Which does the expected thing:

$ as fizzbuzz.s -o fizzbuzz.o
$ ld fizzbuzz.o -o fizzbuzz
$ ./fizzbuzz
1
2
Fizz
4
Buzz
Fizz
7
8
Fizz
Buzz
11
Fizz
13
14
FizzBuzz
16
17
Fizz
19
Buzz
...
Buzz
Fizz
97
98
Fizz
Buzz

Should you use ARM64 Assembly?

Definitely not for writing any real programs.

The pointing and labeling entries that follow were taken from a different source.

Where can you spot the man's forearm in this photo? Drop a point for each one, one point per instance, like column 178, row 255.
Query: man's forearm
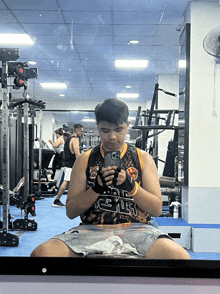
column 77, row 205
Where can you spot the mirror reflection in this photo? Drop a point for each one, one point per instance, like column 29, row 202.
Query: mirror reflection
column 78, row 56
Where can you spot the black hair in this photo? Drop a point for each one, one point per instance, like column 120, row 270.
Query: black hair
column 59, row 131
column 112, row 110
column 77, row 127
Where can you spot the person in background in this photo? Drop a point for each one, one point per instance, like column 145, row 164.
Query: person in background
column 71, row 153
column 58, row 148
column 115, row 203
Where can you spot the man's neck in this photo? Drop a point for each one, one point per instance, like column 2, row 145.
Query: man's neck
column 120, row 149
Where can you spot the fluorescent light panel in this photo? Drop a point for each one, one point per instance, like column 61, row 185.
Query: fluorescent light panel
column 53, row 85
column 16, row 39
column 125, row 63
column 127, row 95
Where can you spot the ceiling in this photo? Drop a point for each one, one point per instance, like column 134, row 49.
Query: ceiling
column 78, row 41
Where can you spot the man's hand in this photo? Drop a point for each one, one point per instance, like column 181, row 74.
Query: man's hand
column 116, row 177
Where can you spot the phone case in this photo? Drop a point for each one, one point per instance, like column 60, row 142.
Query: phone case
column 112, row 158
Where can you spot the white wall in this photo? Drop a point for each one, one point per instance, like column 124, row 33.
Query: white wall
column 48, row 126
column 201, row 198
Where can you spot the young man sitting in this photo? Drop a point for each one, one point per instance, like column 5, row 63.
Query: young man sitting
column 115, row 204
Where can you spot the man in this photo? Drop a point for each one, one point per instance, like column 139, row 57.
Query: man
column 115, row 203
column 71, row 153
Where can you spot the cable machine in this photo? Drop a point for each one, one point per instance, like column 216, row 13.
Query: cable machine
column 20, row 74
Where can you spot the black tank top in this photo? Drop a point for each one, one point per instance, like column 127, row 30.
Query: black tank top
column 115, row 206
column 68, row 157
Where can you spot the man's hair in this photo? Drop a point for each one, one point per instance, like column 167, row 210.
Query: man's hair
column 112, row 110
column 77, row 127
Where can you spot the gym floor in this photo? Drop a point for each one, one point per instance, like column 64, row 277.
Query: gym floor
column 52, row 221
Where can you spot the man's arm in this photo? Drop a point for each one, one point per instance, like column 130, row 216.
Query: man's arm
column 79, row 200
column 74, row 146
column 148, row 197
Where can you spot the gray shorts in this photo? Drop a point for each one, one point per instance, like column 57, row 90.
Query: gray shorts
column 130, row 239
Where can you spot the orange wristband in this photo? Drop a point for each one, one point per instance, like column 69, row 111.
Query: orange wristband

Assembly is still a lot of fun to play with. If you want to learn some assembly for fun, and are trying to decide which one to start with, I recommend x86-64.

You probably have x86-64 computer already. There's orders of magnitude more x86-64 code you might want to decompile than ARM64 code - software for ARM devices like phones doesn't even come in assembly, they come in some bytecode format that only gets Just In Time compiled on the device. For x86-64 you have old games you might want to hack, CTF hacking challenges, real software with real security issues, and so on. x86-64 is also significantly more approachable, and it tried its best to keep things similar enough as much as it could over decades. ARM is a lot more fragmented, with multiple significantly different variants of ARM, so what you learn will need a lot more adjustment for a different ARM device.

But once you played with x86-64 enough, and want another one to try, ARM is the second most likely you'd have access to. Get a Raspberry Pi, preferably a 64bit kind, and have a go.